Accoglienza con tutti gli onori in Cina per il ministro degli Esteri Luigi Di Maio, volato a Shanghai per promuovere il Made in Italy e intensificare rapporti e scambi con Pechino. Alla seconda China International Import Expo (CIIE), al via domani, prenderanno parte 90 aziende da tutta la Penisola. Ma quanto oro c’è dietro a questo luccichio?
L’IMPATTO SULL’ECONOMIA
Secondo Lucrezia Poggetti, ricercatrice presso il Mercator Institute for China Studies (Merics), “il CIIE è l’evento annuale con il quale Pechino vuole mostrare al mondo l’apertura dei suoi mercati”. Ma, evidenzia l’esperta, “si tratta più di simbolismo che di fatti”. E l’Italia, sottolinea l’analista, dovrebbe saperlo meglio di altri Paesi.
“L’impatto economico dell’adesione dell’Italia alla nuova Via della Seta e degli investimenti cinesi attesi è stato finora scarso”.
LA STRATEGIA DI PECHINO
La ragione di questo ‘spread’ tra auspici e risultati, spiega l’esperta, è da ricercare prevalentemente in una scarsa comprensione, da parte dei promotori di rapporti più stretti con la Cina, dei veri obiettivi di Pechino nel nostro Paese e, più in generale, nel Vecchio Continente. “La Cina”, dice ancora Poggetti, “non è interessata a importare merci che già produce da sé.

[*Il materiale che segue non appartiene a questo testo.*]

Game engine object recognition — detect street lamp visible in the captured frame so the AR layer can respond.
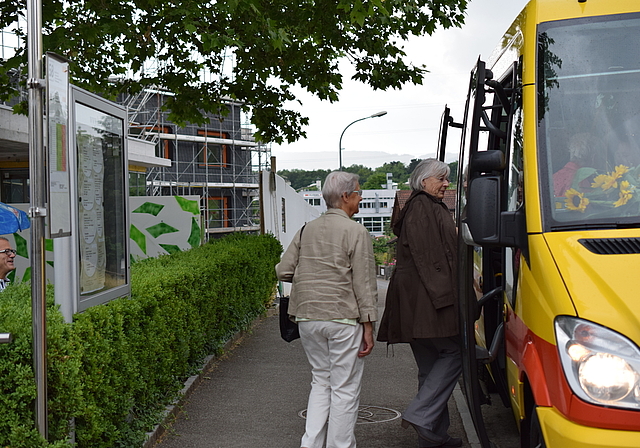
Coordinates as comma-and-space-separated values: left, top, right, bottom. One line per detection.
338, 110, 387, 171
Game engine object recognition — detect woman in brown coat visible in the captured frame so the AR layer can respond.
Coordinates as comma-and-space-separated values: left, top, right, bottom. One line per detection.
378, 159, 462, 447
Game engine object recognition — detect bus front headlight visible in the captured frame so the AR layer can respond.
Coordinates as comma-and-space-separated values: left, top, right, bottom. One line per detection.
555, 316, 640, 409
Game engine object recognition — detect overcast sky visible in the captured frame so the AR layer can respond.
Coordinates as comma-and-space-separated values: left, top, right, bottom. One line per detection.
271, 0, 527, 170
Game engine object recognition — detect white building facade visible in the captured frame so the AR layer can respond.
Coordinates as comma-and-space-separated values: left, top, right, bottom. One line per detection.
299, 185, 398, 237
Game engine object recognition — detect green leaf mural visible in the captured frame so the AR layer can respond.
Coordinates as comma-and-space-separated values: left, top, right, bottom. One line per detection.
187, 218, 200, 247
160, 244, 182, 255
174, 196, 200, 215
129, 224, 147, 255
133, 202, 164, 216
145, 222, 179, 238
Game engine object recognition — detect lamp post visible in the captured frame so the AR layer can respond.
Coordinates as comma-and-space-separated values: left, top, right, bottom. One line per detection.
338, 110, 387, 171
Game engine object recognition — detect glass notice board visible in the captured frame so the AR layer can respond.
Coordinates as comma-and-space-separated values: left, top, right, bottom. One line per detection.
73, 88, 130, 311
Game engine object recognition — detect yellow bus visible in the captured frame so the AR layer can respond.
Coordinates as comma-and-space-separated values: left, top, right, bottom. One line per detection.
441, 0, 640, 448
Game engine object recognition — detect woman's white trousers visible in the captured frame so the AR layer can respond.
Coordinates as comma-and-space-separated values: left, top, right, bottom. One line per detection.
298, 321, 364, 448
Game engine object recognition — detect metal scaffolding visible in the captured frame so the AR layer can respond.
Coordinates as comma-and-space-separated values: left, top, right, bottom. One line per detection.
123, 89, 270, 237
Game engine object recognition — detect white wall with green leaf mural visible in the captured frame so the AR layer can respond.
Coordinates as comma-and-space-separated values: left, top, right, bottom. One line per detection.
129, 196, 204, 260
1, 196, 204, 283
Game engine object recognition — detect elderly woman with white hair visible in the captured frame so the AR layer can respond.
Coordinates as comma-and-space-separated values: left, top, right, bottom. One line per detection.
276, 171, 378, 448
378, 159, 462, 447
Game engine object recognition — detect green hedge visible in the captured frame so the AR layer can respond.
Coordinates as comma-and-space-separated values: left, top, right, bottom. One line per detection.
0, 234, 282, 448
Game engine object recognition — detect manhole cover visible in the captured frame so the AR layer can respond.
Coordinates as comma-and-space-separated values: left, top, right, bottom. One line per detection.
298, 405, 402, 425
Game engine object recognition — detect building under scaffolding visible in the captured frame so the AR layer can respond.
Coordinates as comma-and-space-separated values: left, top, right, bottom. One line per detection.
124, 90, 270, 237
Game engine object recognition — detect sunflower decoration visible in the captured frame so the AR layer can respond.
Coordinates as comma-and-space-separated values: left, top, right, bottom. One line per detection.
613, 180, 633, 207
564, 165, 640, 215
564, 188, 589, 213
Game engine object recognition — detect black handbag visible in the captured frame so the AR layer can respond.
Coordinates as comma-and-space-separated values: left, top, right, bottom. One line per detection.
280, 296, 300, 342
280, 224, 306, 342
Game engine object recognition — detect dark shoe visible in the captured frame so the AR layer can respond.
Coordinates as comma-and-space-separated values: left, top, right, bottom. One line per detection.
401, 419, 444, 447
442, 437, 462, 446
418, 437, 462, 448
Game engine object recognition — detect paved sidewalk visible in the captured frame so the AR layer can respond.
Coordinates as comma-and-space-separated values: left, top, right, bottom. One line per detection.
148, 279, 477, 448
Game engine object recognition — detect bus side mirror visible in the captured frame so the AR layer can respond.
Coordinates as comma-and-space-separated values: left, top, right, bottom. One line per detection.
465, 176, 501, 246
465, 176, 529, 258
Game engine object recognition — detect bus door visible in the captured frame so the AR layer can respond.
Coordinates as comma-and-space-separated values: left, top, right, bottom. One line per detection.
456, 60, 526, 448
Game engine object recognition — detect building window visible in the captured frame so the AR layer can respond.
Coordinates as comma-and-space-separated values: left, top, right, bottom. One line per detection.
198, 129, 230, 166
129, 125, 175, 160
129, 171, 147, 196
358, 216, 391, 233
207, 197, 229, 229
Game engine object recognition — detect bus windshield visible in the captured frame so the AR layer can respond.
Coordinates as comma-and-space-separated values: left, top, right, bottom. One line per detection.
537, 14, 640, 230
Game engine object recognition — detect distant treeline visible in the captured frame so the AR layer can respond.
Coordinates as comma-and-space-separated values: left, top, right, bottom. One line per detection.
278, 159, 458, 190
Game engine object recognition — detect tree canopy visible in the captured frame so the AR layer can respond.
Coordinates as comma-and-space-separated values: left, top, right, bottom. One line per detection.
0, 0, 468, 143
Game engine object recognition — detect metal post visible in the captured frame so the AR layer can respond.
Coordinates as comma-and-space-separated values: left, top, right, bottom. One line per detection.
27, 0, 48, 439
338, 110, 387, 171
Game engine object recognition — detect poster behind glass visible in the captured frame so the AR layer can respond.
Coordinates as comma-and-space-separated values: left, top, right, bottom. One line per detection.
75, 98, 128, 310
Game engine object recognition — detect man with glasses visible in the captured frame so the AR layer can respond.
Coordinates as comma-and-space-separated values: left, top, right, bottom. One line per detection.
0, 236, 16, 291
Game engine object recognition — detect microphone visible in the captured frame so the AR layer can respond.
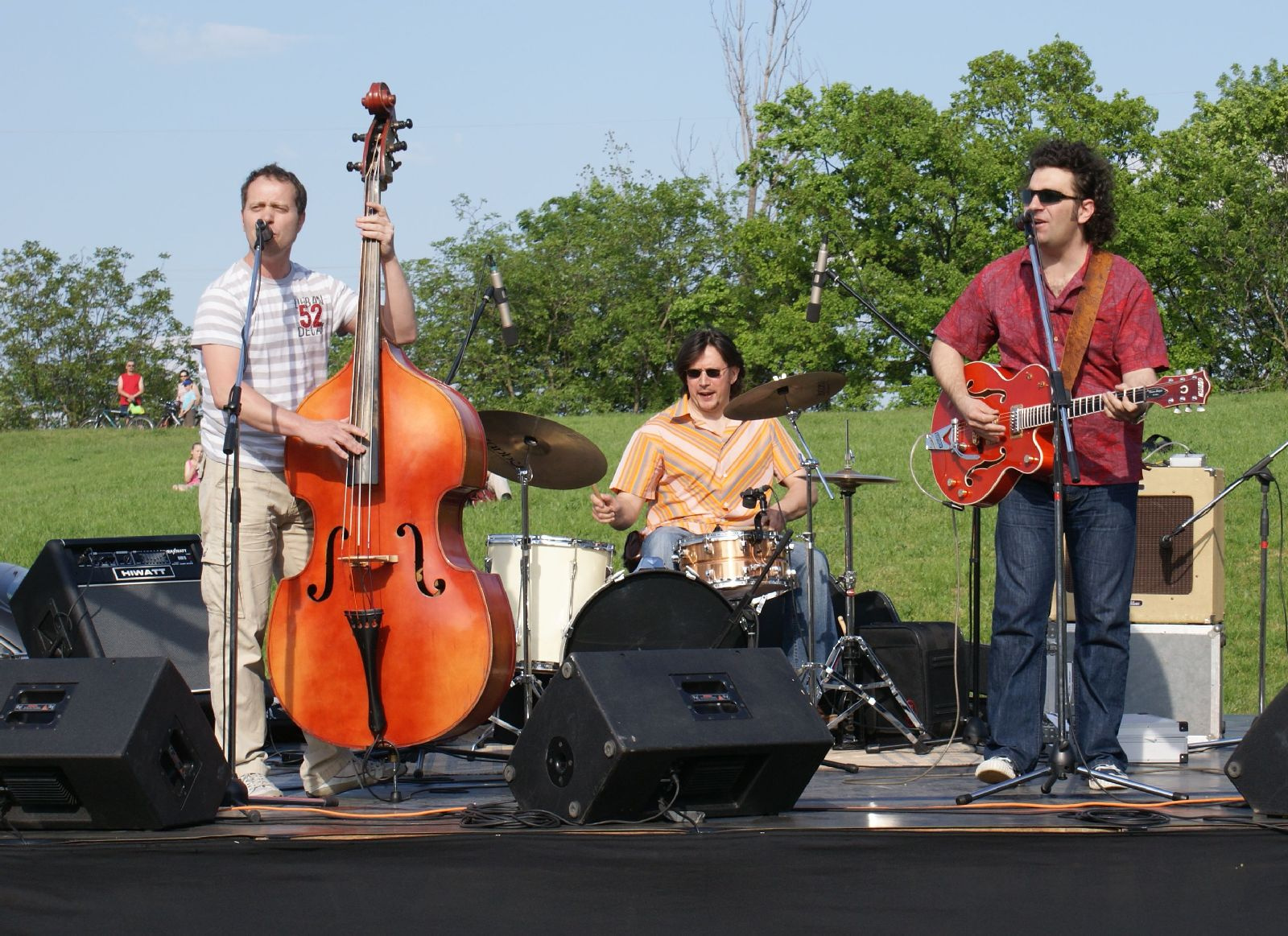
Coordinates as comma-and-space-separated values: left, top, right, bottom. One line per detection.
487, 254, 519, 348
805, 232, 827, 322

Guarda piuttosto all’Italia e all’Europa come a mercati dai quali acquisire know-how pregiato, soprattutto nei settori ad alta intensità tecnologica, parte di una strategia per raggiungere i target fissati dal piano Made in China 2025. Non è un caso che il Paese europeo che ha rapporti più stretti con la Cina, proprio in virtù delle sue competenze tecnologiche in molti settori, sia la Germania, dove sono state fatte molte acquisizioni e non senza problemi, come dimostra il caso Kuka”.
L’ACCOGLIENZA PER DI MAIO
Quanto all’accoglienza riservata a Di Maio, invitato dal leader cinese Xi Jinping alla cena in onore dei capi di Stato e di Governo, Poggetti creda che rientri in un disegno complessivo di Pechino. “La Cina è interessata all’Italia sia per il know-how, come detto, ma anche per ottenere legittimità agli occhi della comunità internazionale”.
I RAPPORTI ITALIA-CINA
L’adesione dell’Italia alla Belt and Road Initiative, unico tra i Paesi del G7, “ha contribuito a questo obiettivo, ma è stata funzionale per lo più alla propaganda interna di Pechino. E, in linea di massima, il cambio di governo ha riportato l’Italia su tradizionali posizioni filo-atlantiche ed europeiste, pur mantenendo un interesse, ovviamente, nei rapporti economici con la Cina”.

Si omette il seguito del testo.